Lately there have been a number of very interesting and metrics-focused LinkedIn discussions (many started by Alex Lyaschenko who will be exploring such topics at the Construction CPM Conference Jan 15-18, 2023 in Disney World, FL) including about critical path drag: what is it, how does it help, how to compute it, etc.

Previously, I published a few articles on the topic on LinkedIn:

• “2016: The Year of the Drag” explains what drag is. It also explores why, despite its obvious importance and value, it was never a part of the original CPM metrics.
• “Network Practice Exercise 1: Computing Critical Path Drag, Drag Cost, EMV and the DIPP” walks the reader through the process of “manually” computing drag and drag cost (also expected monetary value and the DIPP) in a network with ONLY finish-to-start (FS) relationships.
• “Exercise on Value Integration in Project Management” combines the use of the value breakdown structure (VBS) with drag and introduces the concept of an activity’s True Cost (TC) and net value-added (NVA). (TC = resource costs + drag cost; NVA = value-added - true cost.)

A big issue with drag calculation is that most software packages don’t compute it. Spider Project and Asta Powerproject do, if in slightly different ways from those that I use, but that's fine—the key is to point the scheduler to those activities and constraints that are adding time to the project duration! However, the two packages with the biggest global market share, MS Project and Primavera, seem blithely unaware that their products omit THE most critical(!) metric in critical path analysis. (Maybe their marketing materials should say they do “only non-critical path analysis”—computing float OFF the CP! But they say "zero" about the critical path! And, if I may say so, the critical path is... critical!)

Of late, a number of people from across the globe have asked me for help in computing drag. I start by suggesting that they speak to their software vendor about it. But since that seems unlikely to have much impact in the near future (because why would a company go to the trouble of writing new code when both PMI and AACE insist on ignoring the whole concept?), I’ve sent them explanations and exercises.

So here is an exercise in computing drag in a network with complex dependencies. The answers, along with an explanation, are below.
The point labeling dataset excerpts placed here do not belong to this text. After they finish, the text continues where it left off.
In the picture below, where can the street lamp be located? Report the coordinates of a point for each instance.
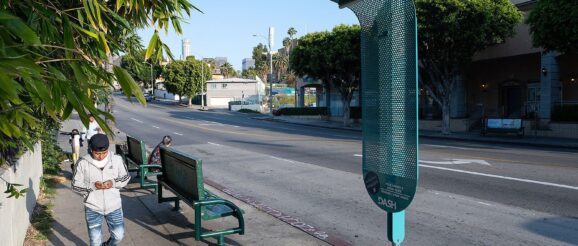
(270, 54)
(202, 81)
(152, 79)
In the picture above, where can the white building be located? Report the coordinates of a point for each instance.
(186, 48)
(248, 63)
(221, 92)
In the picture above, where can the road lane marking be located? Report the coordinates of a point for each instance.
(447, 147)
(281, 159)
(457, 162)
(503, 177)
(251, 134)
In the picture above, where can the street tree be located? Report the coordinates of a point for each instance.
(450, 33)
(55, 58)
(140, 70)
(333, 57)
(185, 78)
(227, 70)
(554, 25)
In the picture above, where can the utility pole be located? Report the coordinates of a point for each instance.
(271, 36)
(202, 84)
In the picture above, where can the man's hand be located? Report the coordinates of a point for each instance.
(103, 185)
(107, 184)
(98, 185)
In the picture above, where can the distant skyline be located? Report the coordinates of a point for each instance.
(226, 27)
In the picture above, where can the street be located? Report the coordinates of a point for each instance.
(469, 194)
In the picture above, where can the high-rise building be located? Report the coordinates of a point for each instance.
(186, 49)
(248, 63)
(219, 61)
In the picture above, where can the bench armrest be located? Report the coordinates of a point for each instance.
(150, 165)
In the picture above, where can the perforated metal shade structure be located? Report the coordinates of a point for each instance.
(389, 100)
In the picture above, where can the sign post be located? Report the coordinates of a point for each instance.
(389, 95)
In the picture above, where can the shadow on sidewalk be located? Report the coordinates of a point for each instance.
(156, 218)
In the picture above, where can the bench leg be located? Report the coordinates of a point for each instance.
(177, 206)
(221, 239)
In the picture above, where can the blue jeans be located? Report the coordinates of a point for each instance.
(115, 223)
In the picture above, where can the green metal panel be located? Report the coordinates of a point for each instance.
(136, 150)
(183, 173)
(389, 79)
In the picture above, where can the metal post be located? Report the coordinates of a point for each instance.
(202, 83)
(152, 81)
(271, 34)
(270, 81)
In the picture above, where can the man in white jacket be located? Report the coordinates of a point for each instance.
(98, 177)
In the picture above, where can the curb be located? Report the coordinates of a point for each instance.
(455, 138)
(495, 141)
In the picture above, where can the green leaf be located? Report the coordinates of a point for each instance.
(128, 85)
(152, 45)
(103, 42)
(18, 28)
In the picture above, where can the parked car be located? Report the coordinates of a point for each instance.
(148, 97)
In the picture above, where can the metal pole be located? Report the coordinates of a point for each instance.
(270, 81)
(202, 83)
(152, 81)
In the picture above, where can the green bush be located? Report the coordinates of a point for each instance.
(565, 113)
(302, 111)
(355, 112)
(250, 111)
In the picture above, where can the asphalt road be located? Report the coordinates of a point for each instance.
(531, 179)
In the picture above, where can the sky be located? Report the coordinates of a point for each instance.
(226, 27)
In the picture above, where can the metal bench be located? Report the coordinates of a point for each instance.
(183, 176)
(499, 125)
(134, 156)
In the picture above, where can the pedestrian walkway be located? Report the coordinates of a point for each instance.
(527, 140)
(150, 223)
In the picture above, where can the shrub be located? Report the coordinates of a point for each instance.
(567, 113)
(301, 111)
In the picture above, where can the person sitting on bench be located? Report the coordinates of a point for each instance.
(155, 157)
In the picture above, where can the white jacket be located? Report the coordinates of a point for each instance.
(86, 174)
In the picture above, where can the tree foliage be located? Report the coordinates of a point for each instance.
(333, 57)
(185, 78)
(450, 33)
(227, 70)
(140, 70)
(54, 58)
(554, 25)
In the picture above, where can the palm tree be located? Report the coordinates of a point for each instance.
(227, 70)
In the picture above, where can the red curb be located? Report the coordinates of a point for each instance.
(295, 222)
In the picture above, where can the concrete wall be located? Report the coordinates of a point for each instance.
(233, 91)
(15, 213)
(255, 107)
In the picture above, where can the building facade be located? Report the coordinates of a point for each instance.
(248, 63)
(186, 49)
(221, 92)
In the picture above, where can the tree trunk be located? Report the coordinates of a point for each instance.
(346, 111)
(446, 116)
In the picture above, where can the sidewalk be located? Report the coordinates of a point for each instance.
(527, 140)
(150, 223)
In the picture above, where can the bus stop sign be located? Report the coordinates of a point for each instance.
(389, 101)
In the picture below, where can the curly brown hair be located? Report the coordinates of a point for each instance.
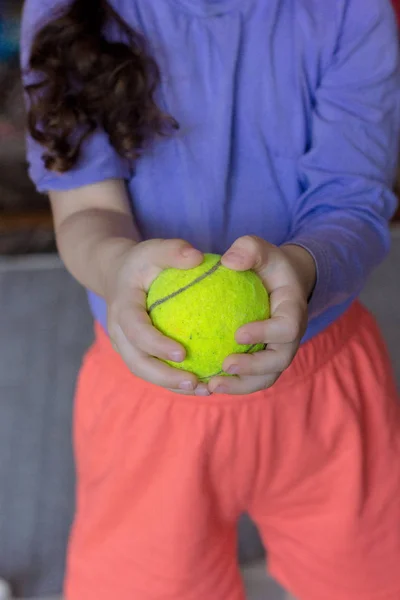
(87, 81)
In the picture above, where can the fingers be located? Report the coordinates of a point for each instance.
(241, 385)
(275, 359)
(151, 369)
(154, 256)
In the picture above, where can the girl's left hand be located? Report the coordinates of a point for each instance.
(289, 274)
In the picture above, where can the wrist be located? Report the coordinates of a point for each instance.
(304, 264)
(110, 256)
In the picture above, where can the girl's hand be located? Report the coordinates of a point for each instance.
(130, 328)
(289, 274)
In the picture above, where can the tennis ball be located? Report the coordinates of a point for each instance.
(202, 308)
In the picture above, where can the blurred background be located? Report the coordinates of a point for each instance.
(45, 327)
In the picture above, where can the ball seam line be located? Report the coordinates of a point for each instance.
(185, 288)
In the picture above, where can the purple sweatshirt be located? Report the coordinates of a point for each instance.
(290, 121)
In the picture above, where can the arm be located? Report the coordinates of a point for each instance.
(347, 175)
(94, 230)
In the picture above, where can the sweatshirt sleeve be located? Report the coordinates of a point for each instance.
(347, 175)
(98, 161)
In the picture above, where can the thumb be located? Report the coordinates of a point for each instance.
(156, 255)
(248, 252)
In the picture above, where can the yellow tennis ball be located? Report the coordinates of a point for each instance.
(202, 308)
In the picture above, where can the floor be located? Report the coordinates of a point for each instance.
(45, 327)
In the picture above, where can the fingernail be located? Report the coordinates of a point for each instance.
(244, 338)
(186, 385)
(186, 252)
(234, 256)
(202, 391)
(176, 356)
(221, 389)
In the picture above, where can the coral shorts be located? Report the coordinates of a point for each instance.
(315, 460)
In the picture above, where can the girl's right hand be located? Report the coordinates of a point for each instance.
(131, 331)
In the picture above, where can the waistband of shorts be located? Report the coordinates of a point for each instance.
(312, 356)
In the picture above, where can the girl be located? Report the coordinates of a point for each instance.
(266, 130)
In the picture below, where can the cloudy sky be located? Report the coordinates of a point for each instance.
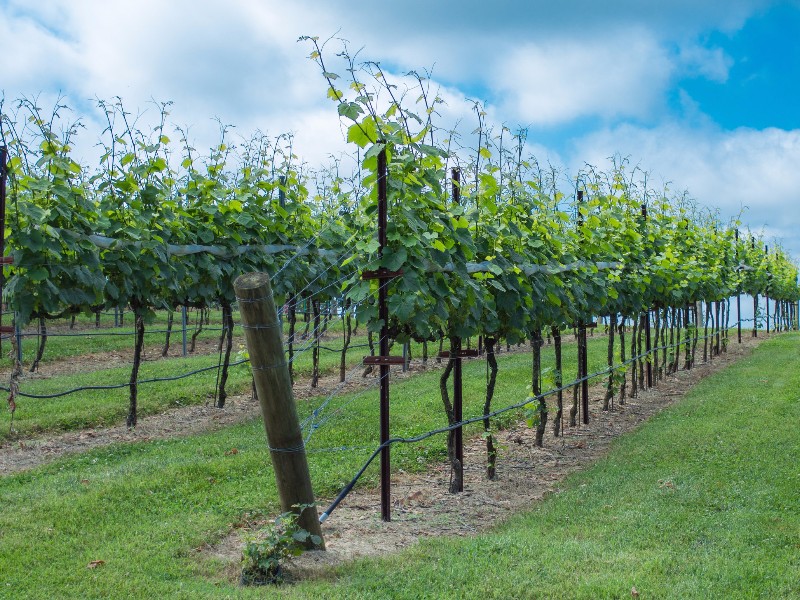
(702, 94)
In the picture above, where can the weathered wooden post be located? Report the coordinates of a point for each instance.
(274, 387)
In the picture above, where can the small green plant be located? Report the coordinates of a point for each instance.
(266, 551)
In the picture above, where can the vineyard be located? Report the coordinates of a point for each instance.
(454, 260)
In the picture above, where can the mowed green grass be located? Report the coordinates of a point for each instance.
(701, 502)
(142, 508)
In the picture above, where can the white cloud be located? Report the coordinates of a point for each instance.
(562, 80)
(754, 171)
(710, 63)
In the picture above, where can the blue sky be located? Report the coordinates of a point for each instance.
(701, 94)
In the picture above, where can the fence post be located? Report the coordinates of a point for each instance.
(183, 328)
(274, 387)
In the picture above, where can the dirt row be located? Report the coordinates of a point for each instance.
(423, 507)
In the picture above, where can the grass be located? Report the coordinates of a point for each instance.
(702, 502)
(143, 507)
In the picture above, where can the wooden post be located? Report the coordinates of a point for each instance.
(274, 387)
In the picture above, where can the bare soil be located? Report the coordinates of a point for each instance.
(423, 507)
(26, 452)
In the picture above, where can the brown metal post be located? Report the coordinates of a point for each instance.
(583, 369)
(383, 315)
(647, 341)
(458, 385)
(274, 387)
(738, 293)
(4, 260)
(766, 291)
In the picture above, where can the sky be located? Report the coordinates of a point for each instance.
(700, 94)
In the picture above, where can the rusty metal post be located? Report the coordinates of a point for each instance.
(383, 361)
(458, 385)
(383, 315)
(738, 292)
(5, 260)
(647, 341)
(583, 366)
(766, 291)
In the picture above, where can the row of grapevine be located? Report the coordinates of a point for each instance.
(155, 225)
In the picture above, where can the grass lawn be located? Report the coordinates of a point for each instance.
(702, 502)
(143, 507)
(727, 525)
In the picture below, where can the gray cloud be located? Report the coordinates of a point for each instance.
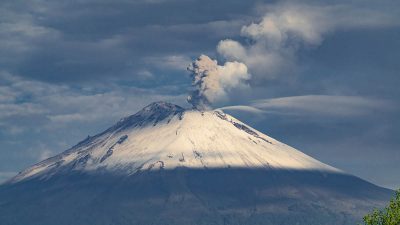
(70, 69)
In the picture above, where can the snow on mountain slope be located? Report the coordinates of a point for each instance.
(166, 136)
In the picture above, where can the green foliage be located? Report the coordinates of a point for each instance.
(387, 216)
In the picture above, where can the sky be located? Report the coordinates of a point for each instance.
(321, 77)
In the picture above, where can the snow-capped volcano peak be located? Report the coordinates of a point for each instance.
(166, 136)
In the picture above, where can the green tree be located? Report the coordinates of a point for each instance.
(390, 215)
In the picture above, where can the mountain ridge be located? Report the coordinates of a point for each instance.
(173, 127)
(166, 165)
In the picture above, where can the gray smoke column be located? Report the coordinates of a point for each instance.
(212, 82)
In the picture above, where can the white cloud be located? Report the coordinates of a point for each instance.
(317, 105)
(212, 82)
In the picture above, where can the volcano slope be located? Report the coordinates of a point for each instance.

I’d also suggest referring to the Wikipedia page for “critical path drag” which has a diagram explaining how to compute it for SS and SS+lag relationships.

I hope this helps.

Notice that in the diagram above, things like float calculations are a bit different from what you might be used to in the software that you use. For example, the start of F has 6d of total float whereas its finish has 4d. Most CPM algorithms use what is called the "continuous activity assumption", where an activity CANNOT be interrupted. This means that if F can't finish till Day 32, it also can't start till Day 21, EVEN THOUGH it actually could start on Day 19! This means that the start and finish are calculated as having the same amount of float, even though they don't! Surely we could think of a way to either increase its duration by 2d OR interrupt it! (The continuous activity assumption makes programming the software easier--but it also can make projects longer by causing the "reverse critical path anomaly" where projects take longer (sometimes resulting in human deaths!) because of a software algorithm!

The continuous activity assumption can also sometimes distort drag calculation, so I've ignored it in this exercise. But if a software package that computes drag wants to include the assumption, that's still MUCH better than simply not computing drag! (And by the way, if you want to eliminate this problem, just add a "finish milestone" to the end of any activity that has an FF or SF predecessor!)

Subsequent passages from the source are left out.